Universal health coverage calls for the decentralization of health planning and the allocation of resources to district and village levels. Communities must be empowered to take responsibility for healthcare, including monitoring with community and social audits. Concerns over the accountability of the private sector and quality of care must be dealt with, as exemplified by the recent compulsory registration under the Clinical Establishment Act.
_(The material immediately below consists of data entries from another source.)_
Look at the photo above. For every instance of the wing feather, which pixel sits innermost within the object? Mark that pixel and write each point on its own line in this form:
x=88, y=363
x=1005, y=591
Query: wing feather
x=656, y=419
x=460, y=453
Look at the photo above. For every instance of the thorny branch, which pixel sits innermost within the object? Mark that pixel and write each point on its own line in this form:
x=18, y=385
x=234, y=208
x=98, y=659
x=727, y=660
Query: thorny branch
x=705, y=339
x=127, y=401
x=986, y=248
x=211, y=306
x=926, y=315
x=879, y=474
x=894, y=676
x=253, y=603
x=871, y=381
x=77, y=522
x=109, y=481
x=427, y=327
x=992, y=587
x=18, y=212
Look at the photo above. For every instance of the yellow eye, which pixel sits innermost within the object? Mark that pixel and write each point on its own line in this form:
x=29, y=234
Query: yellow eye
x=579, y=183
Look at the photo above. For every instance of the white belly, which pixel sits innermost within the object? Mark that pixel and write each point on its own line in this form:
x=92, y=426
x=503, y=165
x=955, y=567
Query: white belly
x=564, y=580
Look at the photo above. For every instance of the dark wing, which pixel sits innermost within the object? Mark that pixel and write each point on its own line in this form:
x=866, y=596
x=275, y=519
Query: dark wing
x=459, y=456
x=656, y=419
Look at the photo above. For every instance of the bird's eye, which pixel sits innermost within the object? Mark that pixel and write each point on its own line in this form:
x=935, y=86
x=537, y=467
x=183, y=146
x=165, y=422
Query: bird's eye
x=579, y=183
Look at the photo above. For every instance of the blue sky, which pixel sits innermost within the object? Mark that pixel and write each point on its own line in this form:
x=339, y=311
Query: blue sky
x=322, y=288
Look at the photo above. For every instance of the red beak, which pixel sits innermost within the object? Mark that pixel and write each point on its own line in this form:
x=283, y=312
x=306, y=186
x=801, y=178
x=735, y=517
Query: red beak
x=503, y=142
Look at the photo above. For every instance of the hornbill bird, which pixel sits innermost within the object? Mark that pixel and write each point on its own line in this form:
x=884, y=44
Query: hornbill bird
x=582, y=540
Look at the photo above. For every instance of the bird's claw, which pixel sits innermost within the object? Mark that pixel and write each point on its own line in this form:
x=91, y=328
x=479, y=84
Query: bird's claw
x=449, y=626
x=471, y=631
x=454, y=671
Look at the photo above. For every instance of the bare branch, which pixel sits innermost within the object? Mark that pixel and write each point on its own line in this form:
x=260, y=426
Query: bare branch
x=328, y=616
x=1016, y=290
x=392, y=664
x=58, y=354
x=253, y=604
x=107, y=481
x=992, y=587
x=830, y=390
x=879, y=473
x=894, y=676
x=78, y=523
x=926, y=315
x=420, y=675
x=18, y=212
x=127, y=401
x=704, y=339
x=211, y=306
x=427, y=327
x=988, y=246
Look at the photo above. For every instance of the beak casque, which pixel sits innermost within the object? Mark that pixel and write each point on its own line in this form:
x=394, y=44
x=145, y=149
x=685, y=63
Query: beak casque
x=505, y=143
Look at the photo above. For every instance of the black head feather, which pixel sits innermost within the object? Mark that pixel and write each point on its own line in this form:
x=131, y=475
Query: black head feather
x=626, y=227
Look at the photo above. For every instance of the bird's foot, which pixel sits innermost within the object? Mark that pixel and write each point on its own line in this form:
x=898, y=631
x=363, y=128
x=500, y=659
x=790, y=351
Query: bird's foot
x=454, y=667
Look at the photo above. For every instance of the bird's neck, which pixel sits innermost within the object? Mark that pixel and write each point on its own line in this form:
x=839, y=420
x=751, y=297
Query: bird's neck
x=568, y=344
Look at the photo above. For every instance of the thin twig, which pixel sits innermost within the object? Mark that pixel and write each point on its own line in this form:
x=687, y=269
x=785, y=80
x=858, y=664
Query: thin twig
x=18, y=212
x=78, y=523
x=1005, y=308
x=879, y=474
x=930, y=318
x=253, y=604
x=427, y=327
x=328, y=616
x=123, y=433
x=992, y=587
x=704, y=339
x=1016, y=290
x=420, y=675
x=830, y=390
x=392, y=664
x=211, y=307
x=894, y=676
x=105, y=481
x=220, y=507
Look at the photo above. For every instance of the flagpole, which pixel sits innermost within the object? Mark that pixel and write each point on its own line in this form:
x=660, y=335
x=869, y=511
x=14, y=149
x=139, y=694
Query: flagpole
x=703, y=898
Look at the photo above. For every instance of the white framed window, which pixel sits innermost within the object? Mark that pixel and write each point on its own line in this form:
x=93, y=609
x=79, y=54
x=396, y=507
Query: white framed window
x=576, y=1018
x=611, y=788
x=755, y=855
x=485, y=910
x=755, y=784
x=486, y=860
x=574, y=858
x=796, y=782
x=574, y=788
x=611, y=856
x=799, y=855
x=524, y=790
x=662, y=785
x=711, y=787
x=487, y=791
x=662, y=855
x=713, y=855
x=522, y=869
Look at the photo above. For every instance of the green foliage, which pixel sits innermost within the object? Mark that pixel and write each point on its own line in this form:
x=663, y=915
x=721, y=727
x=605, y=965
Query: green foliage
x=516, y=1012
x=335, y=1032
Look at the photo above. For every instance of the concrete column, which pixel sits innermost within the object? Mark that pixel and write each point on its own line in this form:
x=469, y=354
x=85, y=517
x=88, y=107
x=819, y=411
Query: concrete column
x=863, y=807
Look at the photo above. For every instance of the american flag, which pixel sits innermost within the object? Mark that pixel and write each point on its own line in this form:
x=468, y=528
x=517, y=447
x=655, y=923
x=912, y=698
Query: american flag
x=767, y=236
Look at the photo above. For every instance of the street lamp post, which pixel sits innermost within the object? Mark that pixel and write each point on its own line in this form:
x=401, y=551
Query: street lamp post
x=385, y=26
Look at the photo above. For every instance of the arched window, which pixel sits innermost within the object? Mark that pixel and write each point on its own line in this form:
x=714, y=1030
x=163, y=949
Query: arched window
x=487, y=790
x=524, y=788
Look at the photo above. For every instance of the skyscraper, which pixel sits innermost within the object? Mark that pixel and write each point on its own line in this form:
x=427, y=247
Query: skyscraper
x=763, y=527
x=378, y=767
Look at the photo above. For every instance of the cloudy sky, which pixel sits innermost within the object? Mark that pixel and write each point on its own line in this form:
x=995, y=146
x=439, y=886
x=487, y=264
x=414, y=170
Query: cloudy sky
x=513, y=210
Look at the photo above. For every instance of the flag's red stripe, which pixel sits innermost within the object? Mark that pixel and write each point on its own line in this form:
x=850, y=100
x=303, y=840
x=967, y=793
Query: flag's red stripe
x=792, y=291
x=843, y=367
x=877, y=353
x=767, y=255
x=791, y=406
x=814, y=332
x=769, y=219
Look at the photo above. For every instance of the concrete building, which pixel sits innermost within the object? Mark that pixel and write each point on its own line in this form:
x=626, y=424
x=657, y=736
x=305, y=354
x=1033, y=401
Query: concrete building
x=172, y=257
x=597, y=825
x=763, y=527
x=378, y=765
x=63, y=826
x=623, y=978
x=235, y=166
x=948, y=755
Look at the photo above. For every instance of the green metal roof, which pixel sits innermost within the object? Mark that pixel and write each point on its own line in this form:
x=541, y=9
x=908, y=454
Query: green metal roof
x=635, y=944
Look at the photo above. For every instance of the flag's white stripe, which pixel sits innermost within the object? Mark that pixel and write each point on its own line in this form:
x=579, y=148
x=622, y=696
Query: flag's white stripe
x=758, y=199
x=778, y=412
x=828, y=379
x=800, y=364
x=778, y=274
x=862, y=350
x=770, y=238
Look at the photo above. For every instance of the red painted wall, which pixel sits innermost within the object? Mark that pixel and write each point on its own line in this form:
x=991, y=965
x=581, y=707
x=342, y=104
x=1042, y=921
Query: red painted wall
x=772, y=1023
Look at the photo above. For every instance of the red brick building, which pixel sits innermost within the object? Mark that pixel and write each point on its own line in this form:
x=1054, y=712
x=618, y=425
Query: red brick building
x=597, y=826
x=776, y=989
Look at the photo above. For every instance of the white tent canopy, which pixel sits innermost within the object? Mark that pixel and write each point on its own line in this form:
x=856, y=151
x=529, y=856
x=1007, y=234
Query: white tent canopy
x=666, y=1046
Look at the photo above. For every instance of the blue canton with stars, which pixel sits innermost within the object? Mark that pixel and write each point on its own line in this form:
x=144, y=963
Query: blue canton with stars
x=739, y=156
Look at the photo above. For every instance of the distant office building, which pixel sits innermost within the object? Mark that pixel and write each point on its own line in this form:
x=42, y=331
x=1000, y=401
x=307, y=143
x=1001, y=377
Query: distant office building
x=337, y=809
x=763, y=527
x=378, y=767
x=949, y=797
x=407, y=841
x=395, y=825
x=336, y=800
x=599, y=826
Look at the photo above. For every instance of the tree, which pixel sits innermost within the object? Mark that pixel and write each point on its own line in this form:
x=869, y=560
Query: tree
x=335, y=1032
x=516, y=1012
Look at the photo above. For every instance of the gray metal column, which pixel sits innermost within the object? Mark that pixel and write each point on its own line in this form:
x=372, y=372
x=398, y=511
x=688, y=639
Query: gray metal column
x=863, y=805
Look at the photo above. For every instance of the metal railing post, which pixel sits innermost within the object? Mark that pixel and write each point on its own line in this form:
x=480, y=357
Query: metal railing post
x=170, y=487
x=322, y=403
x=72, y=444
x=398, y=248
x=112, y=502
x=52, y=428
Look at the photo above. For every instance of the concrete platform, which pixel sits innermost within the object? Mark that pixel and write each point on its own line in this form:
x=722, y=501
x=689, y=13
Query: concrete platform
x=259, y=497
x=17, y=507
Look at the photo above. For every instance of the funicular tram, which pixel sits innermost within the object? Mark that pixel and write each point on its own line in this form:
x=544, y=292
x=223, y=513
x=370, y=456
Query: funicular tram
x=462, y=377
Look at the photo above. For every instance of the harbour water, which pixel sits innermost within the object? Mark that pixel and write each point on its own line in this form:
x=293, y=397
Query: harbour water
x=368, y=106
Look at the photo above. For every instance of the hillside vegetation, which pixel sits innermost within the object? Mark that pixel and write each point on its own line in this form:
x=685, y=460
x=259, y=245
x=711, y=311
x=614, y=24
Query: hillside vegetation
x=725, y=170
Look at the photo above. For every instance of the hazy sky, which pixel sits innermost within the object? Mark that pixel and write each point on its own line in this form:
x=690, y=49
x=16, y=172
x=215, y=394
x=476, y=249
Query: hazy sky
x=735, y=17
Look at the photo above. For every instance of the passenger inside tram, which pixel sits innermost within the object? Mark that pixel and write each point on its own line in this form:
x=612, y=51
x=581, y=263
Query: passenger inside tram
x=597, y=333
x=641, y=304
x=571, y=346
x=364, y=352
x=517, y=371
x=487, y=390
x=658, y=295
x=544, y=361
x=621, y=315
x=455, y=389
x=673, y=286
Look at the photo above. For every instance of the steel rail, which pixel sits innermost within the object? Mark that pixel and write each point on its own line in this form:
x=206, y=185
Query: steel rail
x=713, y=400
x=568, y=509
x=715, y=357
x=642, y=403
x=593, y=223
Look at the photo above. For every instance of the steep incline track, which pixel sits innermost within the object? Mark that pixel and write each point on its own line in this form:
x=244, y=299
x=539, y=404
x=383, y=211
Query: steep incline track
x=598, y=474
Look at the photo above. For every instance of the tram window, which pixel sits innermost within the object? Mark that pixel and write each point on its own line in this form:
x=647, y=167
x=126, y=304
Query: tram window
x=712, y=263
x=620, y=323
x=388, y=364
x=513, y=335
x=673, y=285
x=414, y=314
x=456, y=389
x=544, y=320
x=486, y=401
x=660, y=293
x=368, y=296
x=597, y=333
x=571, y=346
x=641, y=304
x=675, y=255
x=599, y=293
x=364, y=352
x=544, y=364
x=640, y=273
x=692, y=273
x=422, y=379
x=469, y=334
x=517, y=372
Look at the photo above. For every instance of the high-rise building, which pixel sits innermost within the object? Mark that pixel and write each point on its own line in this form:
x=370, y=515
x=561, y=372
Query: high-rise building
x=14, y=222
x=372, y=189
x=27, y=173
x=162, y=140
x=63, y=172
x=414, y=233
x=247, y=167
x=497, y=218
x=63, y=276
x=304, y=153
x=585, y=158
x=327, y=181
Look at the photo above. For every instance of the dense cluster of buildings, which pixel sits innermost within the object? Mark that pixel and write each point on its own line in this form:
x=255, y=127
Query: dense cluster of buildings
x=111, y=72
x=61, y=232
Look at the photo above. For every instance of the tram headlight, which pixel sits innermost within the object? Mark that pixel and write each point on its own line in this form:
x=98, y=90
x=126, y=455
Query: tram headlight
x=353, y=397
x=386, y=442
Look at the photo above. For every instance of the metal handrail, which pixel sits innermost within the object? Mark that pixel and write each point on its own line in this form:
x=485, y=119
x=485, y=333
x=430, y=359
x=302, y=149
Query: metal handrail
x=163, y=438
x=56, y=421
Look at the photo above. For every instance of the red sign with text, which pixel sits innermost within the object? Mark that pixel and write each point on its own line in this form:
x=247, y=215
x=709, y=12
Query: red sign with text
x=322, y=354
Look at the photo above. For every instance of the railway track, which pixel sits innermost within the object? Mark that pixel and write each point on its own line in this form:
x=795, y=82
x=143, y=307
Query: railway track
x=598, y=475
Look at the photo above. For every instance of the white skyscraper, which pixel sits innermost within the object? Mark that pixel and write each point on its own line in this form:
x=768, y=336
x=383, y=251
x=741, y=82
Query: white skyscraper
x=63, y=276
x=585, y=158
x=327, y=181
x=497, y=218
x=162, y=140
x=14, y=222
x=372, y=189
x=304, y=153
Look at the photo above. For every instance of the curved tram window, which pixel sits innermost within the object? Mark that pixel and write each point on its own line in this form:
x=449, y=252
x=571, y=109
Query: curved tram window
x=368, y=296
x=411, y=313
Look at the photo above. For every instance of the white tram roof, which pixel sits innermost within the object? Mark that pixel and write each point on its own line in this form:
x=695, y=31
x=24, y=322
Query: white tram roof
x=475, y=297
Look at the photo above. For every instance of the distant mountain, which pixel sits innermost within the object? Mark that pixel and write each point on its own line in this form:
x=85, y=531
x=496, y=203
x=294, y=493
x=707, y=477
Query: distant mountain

Policy makers and technical experts need to agree on what universal health coverage should encompass. Ideally, it should include health promotion (including immunisation), disease prevention, primary and secondary level curative care, rehabilitation, palliative care, and cost effective tertiary care. Currently, secondary and tertiary level care are delivered mainly by the private sector. Community health centres and district hospitals administered by the government need to be strengthened substantially for specialist care. Over the past few decades, staffing has emerged as a problem, with shortages of medical and paramedical staff, as well as a lack of diagnostic services, drugs, and technologies.


Currently, India has 6.5 doctors per 10 000 people, less than half the global average of 14.2 per 10,000. These numbers vary widely between states, with Karnataka, Delhi, and Goa having a much higher proportion of doctors than Haryana, Bihar, and Uttar Pradesh. There are high vacancy rates for specialists in 4535 community health centres.


Despite India’s 355 medical colleges, there is a move to allow the private sector to open medical and nursing colleges to reduce the shortfall in skilled staff. But increasing the numbers won’t necessarily improve the distribution of healthcare staff, many of whom will probably migrate to urban areas or overseas. About two thirds of doctors already work in urban areas, whereas two thirds of the population live in rural areas. 


The cost of drugs could be reduced. This would require a national procurement programme and the supply of generic drugs, consumables, and diagnostics through a corruption-free, transparent, e-tendering process by an independent agency. Such a system was developed in Tamil Nadu and has spread to six other states.


The universal health coverage by 2020 will get relinquished if there is lack of political will, system inefficiencies, and poor fund allocation, rather than a lack of creative ideas and plans.